Secara umum, konsensus memproyeksi data PMI tersebut masih akan bertahan di atas 50 yang artinya aktivitas manufaktur dan non-manufaktur China masih tergolong ekspansif.
Begitu pula PMI manufaktur versi Caixin juga diperkirakan masih tetap tinggi yakni di angka 51. Sebagai informasi, PMI manufaktur umum Caixin periode Maret berada di anga 51,1. Angka ini merupakan pertumbuhan aktivitas pabrik selama lima bulan berturut-turut dan laju tercepat sejak Februari 2023, didorong oleh tingginya pesanan baru dari dalam dan luar negeri, dengan penjualan luar negeri meningkat paling tinggi dalam satu tahun sementara output naik paling tinggi sejak bulan Mei lalu.
Sementara itu, lapangan kerja kembali menurun, yang menunjukkan bahwa perusahaan berhati-hati dalam merekrut pekerja sebagai upaya untuk mengendalikan biaya.
Aktivitas manufaktur maupun non-manufaktur China yang tumbuh baik dan cenderung ekspansif ini akan memberikan angin segar bagi Indonesia yang merupakan mitra dagang dalam hal ekspor-impor.
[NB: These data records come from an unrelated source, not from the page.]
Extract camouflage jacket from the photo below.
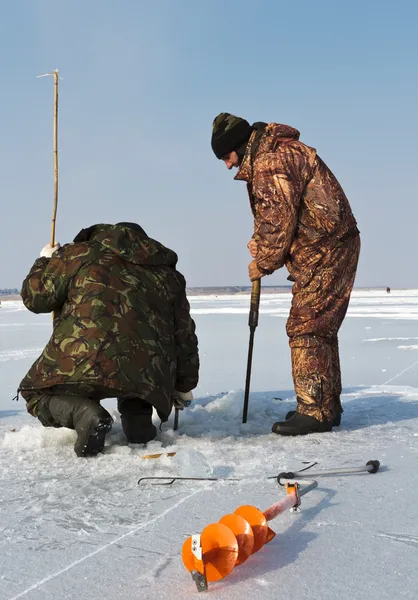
[235,123,358,286]
[20,225,199,420]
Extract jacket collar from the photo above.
[234,129,257,183]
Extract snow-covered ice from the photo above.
[0,290,418,600]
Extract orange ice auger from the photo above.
[182,481,318,592]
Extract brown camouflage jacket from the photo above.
[20,225,199,420]
[235,123,358,286]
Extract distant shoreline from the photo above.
[0,285,408,302]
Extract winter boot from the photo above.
[118,397,157,444]
[49,396,113,456]
[285,410,341,427]
[272,412,332,435]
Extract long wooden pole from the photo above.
[38,69,59,320]
[242,279,261,423]
[51,69,59,248]
[38,69,59,248]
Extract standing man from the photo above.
[19,223,199,456]
[212,113,360,435]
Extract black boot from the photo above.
[285,410,341,427]
[118,397,157,444]
[272,412,332,435]
[48,396,113,456]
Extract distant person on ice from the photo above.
[212,113,360,435]
[19,223,199,456]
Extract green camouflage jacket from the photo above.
[235,123,358,286]
[19,225,199,420]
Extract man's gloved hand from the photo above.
[172,390,193,410]
[39,244,60,258]
[247,238,258,258]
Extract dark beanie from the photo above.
[212,113,253,159]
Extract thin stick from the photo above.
[38,69,59,248]
[242,279,261,423]
[51,69,59,248]
[38,69,59,320]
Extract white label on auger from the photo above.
[192,533,202,560]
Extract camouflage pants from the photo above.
[286,235,360,421]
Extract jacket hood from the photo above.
[74,223,178,267]
[234,122,300,182]
[266,123,300,140]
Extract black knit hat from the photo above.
[211,113,253,159]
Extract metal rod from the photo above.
[277,460,380,485]
[242,279,261,423]
[138,476,241,485]
[51,69,59,248]
[173,408,180,431]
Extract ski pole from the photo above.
[277,460,380,485]
[38,69,59,319]
[242,279,261,423]
[173,408,180,431]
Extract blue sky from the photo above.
[0,0,418,287]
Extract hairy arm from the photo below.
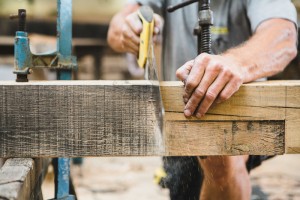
[176,19,297,118]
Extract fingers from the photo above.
[195,75,229,118]
[216,77,243,103]
[176,60,194,83]
[121,26,140,54]
[180,54,243,118]
[183,61,220,117]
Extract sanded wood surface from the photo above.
[0,158,49,200]
[0,81,300,157]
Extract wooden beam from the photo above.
[0,158,49,200]
[0,81,300,157]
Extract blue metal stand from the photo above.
[12,0,77,200]
[55,0,75,200]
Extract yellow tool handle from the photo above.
[138,6,154,68]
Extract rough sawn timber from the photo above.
[0,81,300,157]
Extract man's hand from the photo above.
[108,5,163,55]
[176,53,246,118]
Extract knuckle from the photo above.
[176,68,182,81]
[194,88,205,98]
[195,53,211,65]
[223,68,233,79]
[186,80,198,91]
[205,90,217,101]
[219,94,229,102]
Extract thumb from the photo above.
[176,60,194,84]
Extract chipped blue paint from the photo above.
[56,0,74,200]
[14,31,32,74]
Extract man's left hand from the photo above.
[176,53,246,118]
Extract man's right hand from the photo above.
[108,4,163,55]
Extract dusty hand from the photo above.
[120,12,163,55]
[176,53,245,118]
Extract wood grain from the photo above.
[0,81,300,157]
[0,158,49,200]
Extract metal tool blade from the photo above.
[145,41,164,135]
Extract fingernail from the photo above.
[183,98,189,103]
[196,113,203,118]
[184,110,192,117]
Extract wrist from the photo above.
[222,49,257,83]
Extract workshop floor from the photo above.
[39,155,300,200]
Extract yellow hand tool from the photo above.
[138,6,164,135]
[138,6,154,68]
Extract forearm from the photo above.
[107,4,139,53]
[223,19,297,83]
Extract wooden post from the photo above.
[0,81,300,157]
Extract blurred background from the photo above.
[0,0,300,200]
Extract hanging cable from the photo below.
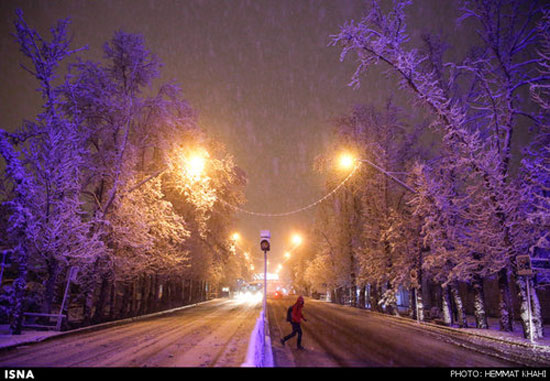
[219,165,359,217]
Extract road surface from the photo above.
[268,296,518,367]
[0,299,261,367]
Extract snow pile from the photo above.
[241,310,273,367]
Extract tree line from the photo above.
[295,0,550,339]
[0,11,246,334]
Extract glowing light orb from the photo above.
[339,153,355,169]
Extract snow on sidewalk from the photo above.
[0,325,61,349]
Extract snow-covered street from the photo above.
[269,296,548,367]
[0,299,261,367]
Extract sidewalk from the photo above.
[358,307,550,367]
[0,299,216,350]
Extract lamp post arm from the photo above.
[357,159,418,193]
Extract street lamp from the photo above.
[339,153,418,193]
[292,233,302,246]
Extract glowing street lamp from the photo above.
[338,153,356,170]
[339,153,418,193]
[183,149,208,181]
[292,234,302,246]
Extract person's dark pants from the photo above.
[283,323,302,347]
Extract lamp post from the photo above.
[260,230,271,319]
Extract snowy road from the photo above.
[0,300,261,367]
[268,297,517,367]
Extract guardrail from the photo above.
[241,310,273,368]
[22,312,67,331]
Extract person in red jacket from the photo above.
[281,295,307,349]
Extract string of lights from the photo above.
[219,165,359,217]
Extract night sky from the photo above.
[0,0,464,268]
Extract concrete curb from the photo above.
[0,298,220,352]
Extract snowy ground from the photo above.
[269,298,550,367]
[0,297,550,367]
[0,300,261,367]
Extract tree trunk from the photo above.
[92,277,109,324]
[498,268,513,332]
[473,277,489,329]
[441,286,453,326]
[516,276,544,340]
[42,258,59,314]
[10,256,27,335]
[359,284,366,308]
[451,284,468,328]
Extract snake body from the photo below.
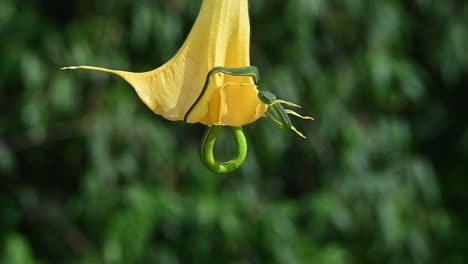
[188,66,292,174]
[200,126,247,174]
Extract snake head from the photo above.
[258,91,276,105]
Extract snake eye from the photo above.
[258,91,276,105]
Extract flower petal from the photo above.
[63,0,266,126]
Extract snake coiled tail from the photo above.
[200,125,247,174]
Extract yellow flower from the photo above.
[62,0,268,126]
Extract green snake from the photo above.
[184,66,292,174]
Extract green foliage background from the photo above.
[0,0,468,264]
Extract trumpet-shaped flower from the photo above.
[63,0,267,126]
[62,0,309,173]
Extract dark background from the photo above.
[0,0,468,264]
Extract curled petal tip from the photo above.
[270,99,301,108]
[291,126,306,138]
[285,109,314,120]
[60,66,79,70]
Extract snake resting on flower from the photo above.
[192,66,312,174]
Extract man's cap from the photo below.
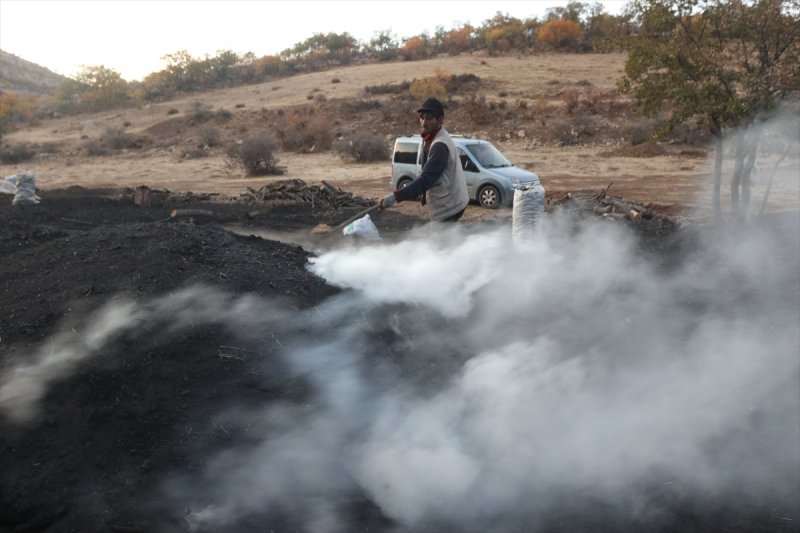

Jika perekonomian China tumbuh, maka hal ini berpotensi meningkatkan impor barang dari Indonesia. Alhasil neraca perdagangan Indonesia akan surplus.
Wait and See Suku Bunga The Fed
The Fed akan menggelar rapat Federal Open Market Committee (FOMC) mulai hari ini waktu AS atau Rabu dini hari waktu Indonesia.
Pada rabu waktu AS atau pada Kamis (2/5/2024) dini hari waktu Indonesia, The Fed akan mengumumkan kebijakan suku bunga yang berpotensi masih akan tetap tinggi. Hal ini terjadi mengingat data-data ekonomi AS masih cukup solid sehingga potensi pemangkasan suku bunga masih cukup sulit terjadi.
Salah satunya inflasi AS yang masih cukup sticky bahkan cenderung mengalami kenaikan. Angka inflasi AS periode Maret berada di angka 3,5% (year on year/yoy) atau lebih tinggi dibandingkan periode sebelumnya yang berada di angka 3,2% yoy.
Pasar semakin pesimis mengenai pemangkasan suku bunga di AS setelah data terbaru pengeluaran pribadi warga AS atau Personal Consumption Expenditures (PCE) masih kencang.
Kondisi ini membuat investor memilih kabur dari Emerging Markets, seperti Indonesia, dan kembali membeli aset berdenominasi dolar AS. Indeks dolar menguat ke 105,938 dan masih bergerak di kisaran 106 yang menjadi tertinggi dalam lima bulan terakhir.
AS mengumumkan laju PCE bulanan (month to month/mtm) stagnan di 0,3% tetapi secara tahunan meningkat 2,7% pada Maret 2024.
PCE inti stagnan di 2,8% (yoy) pada Maret 2024. Kondisi ini menandai masih membandelnya inflasi AS sehingga bisa menghalangi The Fed memangkas suku bunga.
Pada beberapa kesempatan sebelumnya, pejabat The Fed termasuk Chairman The Fed Jerome Powell mengindikasikan pemangkasan masih lama. Pasalnya, inflasi AS masih kencang.
Data PCE adalah pertimbangan utama The Fed dalam menentukan kebijakan suku bunga.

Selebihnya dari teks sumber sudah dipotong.